Wednesday, May 6, 2009

Lunch: Dhal Over Spinach

We stumbled upon an Indian market - Shalimar India Food & Spices - that's tucked away next to the Harvest Co-op in Central Square. I managed to resist the stacks of Bollywood movies but did come home with an armful of spices and a big bag of yellow lentils.... dhal over spinach, anyone?
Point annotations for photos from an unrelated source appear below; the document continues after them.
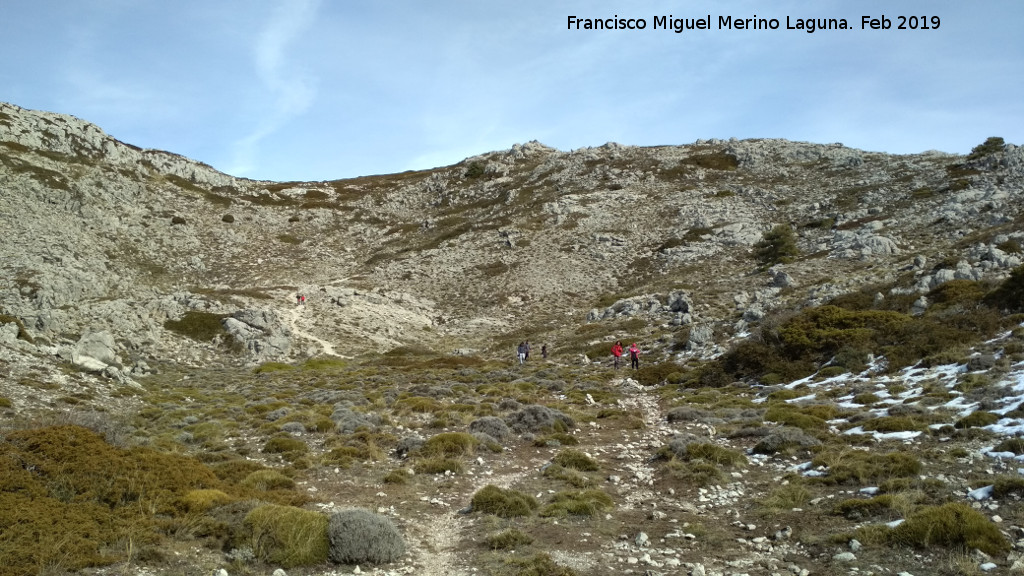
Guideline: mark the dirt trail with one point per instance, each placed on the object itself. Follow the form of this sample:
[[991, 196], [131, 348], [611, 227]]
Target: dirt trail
[[327, 346]]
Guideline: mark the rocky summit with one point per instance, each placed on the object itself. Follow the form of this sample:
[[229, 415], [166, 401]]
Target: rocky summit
[[201, 373]]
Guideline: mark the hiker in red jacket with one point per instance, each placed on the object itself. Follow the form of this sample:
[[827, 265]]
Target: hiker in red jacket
[[634, 356], [616, 352]]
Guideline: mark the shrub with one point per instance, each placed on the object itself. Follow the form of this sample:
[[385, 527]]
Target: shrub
[[540, 565], [449, 445], [777, 246], [438, 465], [1009, 295], [284, 445], [265, 480], [537, 418], [491, 425], [977, 418], [204, 499], [992, 145], [587, 502], [508, 539], [502, 502], [855, 466], [288, 536], [358, 536], [1015, 445], [577, 460], [200, 326], [783, 439], [953, 525]]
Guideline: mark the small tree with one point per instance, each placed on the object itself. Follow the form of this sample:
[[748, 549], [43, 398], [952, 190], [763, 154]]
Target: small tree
[[777, 246], [991, 145]]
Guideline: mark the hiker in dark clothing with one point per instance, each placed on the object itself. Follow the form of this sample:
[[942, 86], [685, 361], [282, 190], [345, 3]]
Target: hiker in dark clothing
[[634, 357], [616, 353]]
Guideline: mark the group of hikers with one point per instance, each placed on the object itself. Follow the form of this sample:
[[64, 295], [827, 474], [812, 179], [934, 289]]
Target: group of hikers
[[616, 354], [522, 352]]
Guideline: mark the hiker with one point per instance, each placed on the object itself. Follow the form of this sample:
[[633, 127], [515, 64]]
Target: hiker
[[616, 352]]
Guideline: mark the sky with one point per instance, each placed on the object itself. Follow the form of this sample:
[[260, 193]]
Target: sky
[[326, 89]]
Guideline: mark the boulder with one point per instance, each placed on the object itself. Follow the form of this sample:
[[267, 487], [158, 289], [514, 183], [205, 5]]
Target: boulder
[[94, 352]]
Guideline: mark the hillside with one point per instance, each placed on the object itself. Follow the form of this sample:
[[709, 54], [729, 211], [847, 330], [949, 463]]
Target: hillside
[[832, 341]]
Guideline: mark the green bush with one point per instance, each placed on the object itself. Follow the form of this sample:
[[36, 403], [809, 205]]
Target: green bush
[[284, 445], [508, 539], [978, 418], [502, 502], [777, 246], [267, 480], [1009, 296], [358, 536], [992, 145], [855, 466], [587, 502], [451, 445], [952, 526], [200, 326], [288, 536], [576, 459]]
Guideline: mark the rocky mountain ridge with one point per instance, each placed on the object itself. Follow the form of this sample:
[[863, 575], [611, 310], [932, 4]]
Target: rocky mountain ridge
[[102, 237]]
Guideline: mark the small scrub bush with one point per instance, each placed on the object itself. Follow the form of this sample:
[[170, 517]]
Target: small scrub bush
[[200, 326], [784, 439], [587, 502], [268, 367], [1015, 445], [266, 480], [285, 445], [978, 418], [777, 246], [491, 425], [503, 502], [358, 536], [951, 526], [555, 439], [536, 418], [397, 476], [204, 499], [288, 536], [438, 465], [508, 539], [451, 445], [856, 466], [577, 460], [539, 565], [859, 509]]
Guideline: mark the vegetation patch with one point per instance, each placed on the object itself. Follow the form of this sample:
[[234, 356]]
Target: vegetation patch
[[288, 536], [200, 326], [503, 502], [951, 526], [861, 467], [587, 502]]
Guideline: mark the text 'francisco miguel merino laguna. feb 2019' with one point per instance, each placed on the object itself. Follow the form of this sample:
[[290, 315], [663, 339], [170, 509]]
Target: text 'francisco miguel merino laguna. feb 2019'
[[731, 23]]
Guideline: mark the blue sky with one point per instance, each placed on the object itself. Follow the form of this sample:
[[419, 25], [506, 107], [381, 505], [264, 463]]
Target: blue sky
[[324, 89]]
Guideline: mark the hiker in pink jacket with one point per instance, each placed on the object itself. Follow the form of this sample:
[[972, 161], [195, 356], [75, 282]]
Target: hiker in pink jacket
[[634, 356]]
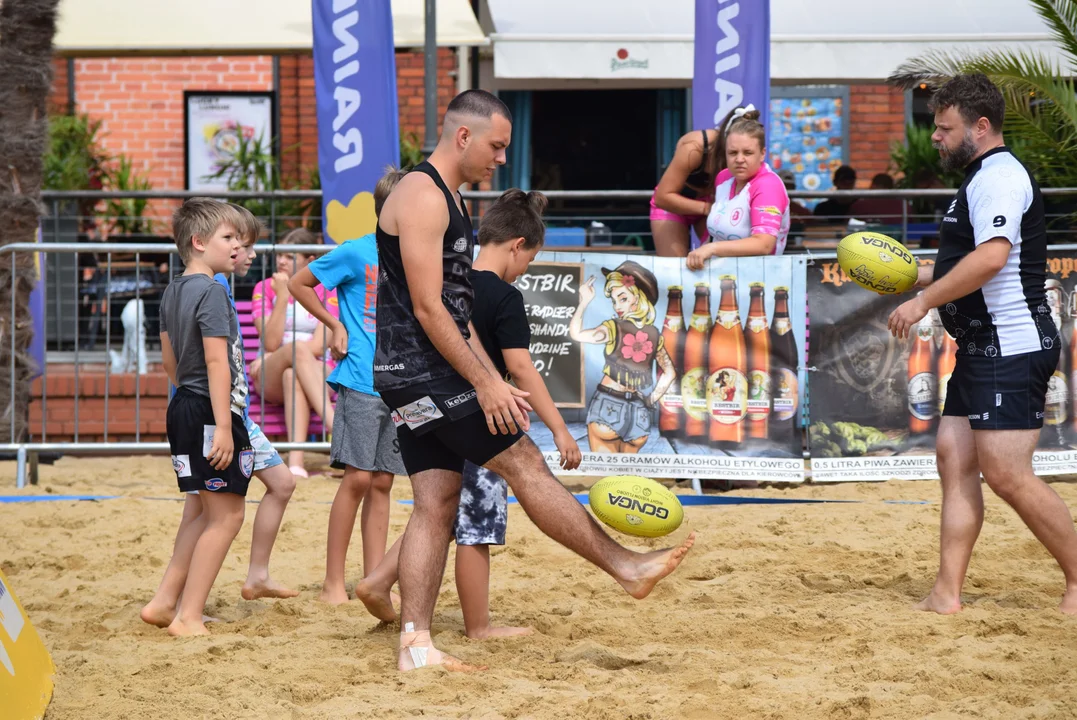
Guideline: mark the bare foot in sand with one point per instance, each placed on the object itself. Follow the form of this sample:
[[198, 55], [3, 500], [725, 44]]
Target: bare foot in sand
[[655, 566], [406, 660], [164, 617], [1069, 601], [378, 602], [157, 615], [493, 633], [938, 603], [180, 629], [334, 596], [267, 588]]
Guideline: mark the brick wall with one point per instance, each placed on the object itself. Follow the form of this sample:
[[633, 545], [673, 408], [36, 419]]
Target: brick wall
[[59, 406], [409, 87], [58, 96], [877, 121], [298, 121], [140, 100]]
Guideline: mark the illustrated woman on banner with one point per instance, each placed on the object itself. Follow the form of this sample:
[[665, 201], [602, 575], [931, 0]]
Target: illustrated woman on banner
[[621, 410]]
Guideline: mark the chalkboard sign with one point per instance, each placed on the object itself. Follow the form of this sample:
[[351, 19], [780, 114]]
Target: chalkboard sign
[[550, 295]]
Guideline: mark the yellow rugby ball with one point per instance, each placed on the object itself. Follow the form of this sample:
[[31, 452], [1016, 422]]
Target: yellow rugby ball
[[878, 263], [635, 506]]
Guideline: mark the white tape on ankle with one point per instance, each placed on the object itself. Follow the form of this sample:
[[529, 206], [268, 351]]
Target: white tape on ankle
[[418, 657], [418, 654]]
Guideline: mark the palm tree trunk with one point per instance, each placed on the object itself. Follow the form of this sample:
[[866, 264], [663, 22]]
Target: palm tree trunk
[[27, 28]]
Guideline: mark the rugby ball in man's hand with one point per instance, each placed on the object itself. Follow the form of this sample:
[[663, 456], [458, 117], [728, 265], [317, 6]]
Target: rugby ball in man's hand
[[635, 506], [878, 263]]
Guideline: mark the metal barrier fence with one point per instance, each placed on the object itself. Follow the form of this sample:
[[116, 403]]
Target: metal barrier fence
[[621, 216], [81, 323]]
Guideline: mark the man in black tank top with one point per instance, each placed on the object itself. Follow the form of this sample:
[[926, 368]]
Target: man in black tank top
[[448, 400]]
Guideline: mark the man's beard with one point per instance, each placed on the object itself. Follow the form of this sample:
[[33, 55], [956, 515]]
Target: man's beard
[[959, 157]]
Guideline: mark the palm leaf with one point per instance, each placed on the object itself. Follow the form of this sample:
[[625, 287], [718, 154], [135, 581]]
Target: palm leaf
[[1061, 17]]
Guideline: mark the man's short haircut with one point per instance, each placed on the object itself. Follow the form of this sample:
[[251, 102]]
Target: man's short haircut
[[478, 103], [201, 217], [386, 186], [251, 228], [974, 96]]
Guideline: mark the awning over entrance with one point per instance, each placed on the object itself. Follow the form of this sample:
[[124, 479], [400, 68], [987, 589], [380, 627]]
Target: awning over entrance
[[213, 27], [822, 40]]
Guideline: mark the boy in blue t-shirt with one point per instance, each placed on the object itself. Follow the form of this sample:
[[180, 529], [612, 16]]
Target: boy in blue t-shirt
[[364, 437]]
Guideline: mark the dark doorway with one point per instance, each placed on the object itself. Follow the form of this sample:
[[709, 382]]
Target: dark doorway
[[590, 140]]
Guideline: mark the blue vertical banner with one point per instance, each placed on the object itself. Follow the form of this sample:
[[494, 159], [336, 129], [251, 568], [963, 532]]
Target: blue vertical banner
[[358, 121], [38, 312], [732, 59]]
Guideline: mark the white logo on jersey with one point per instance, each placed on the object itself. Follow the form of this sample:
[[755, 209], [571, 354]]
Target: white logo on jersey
[[420, 412]]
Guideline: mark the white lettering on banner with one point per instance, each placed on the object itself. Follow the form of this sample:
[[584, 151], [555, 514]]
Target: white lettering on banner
[[774, 469], [918, 467], [851, 469], [348, 144], [545, 283], [730, 94], [547, 311], [547, 349]]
This was a throw-something-together-quickly-so-we're-not-late-for-the-iMax-movie lunch that ended up being deeeelicious. The warm dhal wilts the spinach a little bit and the cold/warm, soft/crunchy combination was awesome. I was in charge of making rice to eat with the dhal but ended up opting for spinach simply because I was too lazy to make rice and there was spinach in the fridge. Sometimes being lazy and late really pays off.

Ingredients:
1 red onion
2-inch piece of fresh ginger
1 cup yellow lentils
1 can (light) coconut milk
Cayenne pepper or chili
1 teaspoon Cumin
1 teaspoon Garam Masala
1 teaspoon Curry Powder
2 bay leaves
3 whole cloves
5 Cardamom pods (my absolute favorite!)

1. Saute the onion and ginger in olive oil until the onion is soft.
2. Add the lentils and spices and cook for a few minutes.
3. Pour in the coconut milk, cover, and simmer until the liquid is absorbed.
4. Add water little by little until the lentils are tender but still have some texture.
5. Season with salt and pour over spinach. Enjoy!